Thu Mar 1 17:19:54 PST 2018

On Thu, Mar 1, 2018 at 8:32 AM, Richard Weinberger <richard at nod.at> wrote:
> Tim,
>
> Am Donnerstag, 1. März 2018, 17:15:44 CET schrieb Tim Harvey:
>> Greetings,
>>
>> I have a user with an IMX6 and raw NAND using UBI/UBIFS who has been
>> able to reproduce a NAND corruption:
>
> What does your user to reproduce this?

Richard,

It's unclear at the moment. It's one of those 'this happened twice on
two different boards' reports without a lot of detail. However I do
know they do write to the filesystem on every boot and do encounter
random power-cuts.

>
>> [   10.611972] UBIFS (ubi0:2): background thread "ubifs_bgt0_2" started, PID
>> 631 [   10.634365] ubi0 warning: ubi_io_read: error -74 (ECC error) while
>> reading 253952 bytes from PEB 2807:8192, read only 253952 bytes, retry [
>> 10.657492] ubi0 warning: ubi_io_read: error -74 (ECC error) while reading
>> 253952 bytes from PEB 2807:8192, read only 253952 bytes, retry [
>> 10.681137] ubi0 warning: ubi_io_read: error -74 (ECC error) while reading
>> 253952 bytes from PEB 2807:8192, read only 253952 bytes, retry [
>> 10.704267] ubi0 error: ubi_io_read: error -74 (ECC error) while reading
>> 253952 bytes from PEB 2807:8192, read 253952 bytes
>>
>> The kernel they are using is a bit out of date but does have
>> 'gpmi-nand: Handle ECC Errors in erased pages' [1] patch
>>
>> I'm wondering if the 'unstable bits issue' [2] is still an issue or if
>> the UBI/UBFS Documentation is out of date and this has been resolved.
>> If it has been resolved, can anyone point me to the patches.
>
> This issue is highly theoretical and I never actually saw it in the wild.
> Every single time someone claimed to suffer from that, it turned out to be
> something else. Currently UBI/UBIFS has no counter measurement, for the said
> reasons.
> This reminds me that we have to update the website...
>
> So did you verify (with your NAND vendor) that this really is the named issue?

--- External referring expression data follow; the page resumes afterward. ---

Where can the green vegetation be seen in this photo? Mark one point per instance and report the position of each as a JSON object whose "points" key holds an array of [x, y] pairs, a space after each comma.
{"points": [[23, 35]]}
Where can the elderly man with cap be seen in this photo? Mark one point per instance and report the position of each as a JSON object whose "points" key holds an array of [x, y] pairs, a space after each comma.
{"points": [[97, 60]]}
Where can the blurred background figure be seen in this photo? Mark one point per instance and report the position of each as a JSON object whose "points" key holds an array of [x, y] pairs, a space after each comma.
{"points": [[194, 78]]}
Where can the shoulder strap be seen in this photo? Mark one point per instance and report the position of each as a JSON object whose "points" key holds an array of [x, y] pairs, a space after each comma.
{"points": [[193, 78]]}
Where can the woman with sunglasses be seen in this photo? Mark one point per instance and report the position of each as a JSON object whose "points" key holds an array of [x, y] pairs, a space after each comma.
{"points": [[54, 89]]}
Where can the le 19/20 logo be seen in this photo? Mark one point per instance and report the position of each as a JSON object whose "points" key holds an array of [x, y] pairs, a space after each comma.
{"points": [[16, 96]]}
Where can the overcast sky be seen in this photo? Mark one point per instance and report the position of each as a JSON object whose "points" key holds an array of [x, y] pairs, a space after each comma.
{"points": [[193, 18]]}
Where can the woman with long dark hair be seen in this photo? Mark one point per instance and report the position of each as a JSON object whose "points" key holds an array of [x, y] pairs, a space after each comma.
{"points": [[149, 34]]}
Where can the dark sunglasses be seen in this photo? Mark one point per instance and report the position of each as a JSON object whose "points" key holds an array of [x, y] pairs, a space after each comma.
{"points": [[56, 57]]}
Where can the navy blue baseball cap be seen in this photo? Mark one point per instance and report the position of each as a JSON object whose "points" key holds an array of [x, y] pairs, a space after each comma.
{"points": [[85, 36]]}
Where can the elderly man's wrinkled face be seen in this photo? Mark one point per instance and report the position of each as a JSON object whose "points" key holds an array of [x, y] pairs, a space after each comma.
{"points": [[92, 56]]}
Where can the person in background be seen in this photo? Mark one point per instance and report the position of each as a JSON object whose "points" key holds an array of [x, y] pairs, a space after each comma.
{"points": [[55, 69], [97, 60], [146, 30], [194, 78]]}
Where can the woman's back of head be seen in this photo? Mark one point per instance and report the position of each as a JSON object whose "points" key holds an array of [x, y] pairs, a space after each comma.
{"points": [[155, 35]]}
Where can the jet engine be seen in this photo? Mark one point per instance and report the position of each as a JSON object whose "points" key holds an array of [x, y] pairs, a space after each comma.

I have no idea if what the user reported is the unstable bits issue
but the fact you've never seen it occur in the wild tells me probably
not.

They are using a rather old kernel (4.4 but with a patch to gpmi-nand
backported from 4.7). I will setup a controlled test with random
power-cuts in a test fixture I have to see if I can get it to re-occur
on a) the old kernel and then b) the current kernel.

Thanks for the feedback!

Tim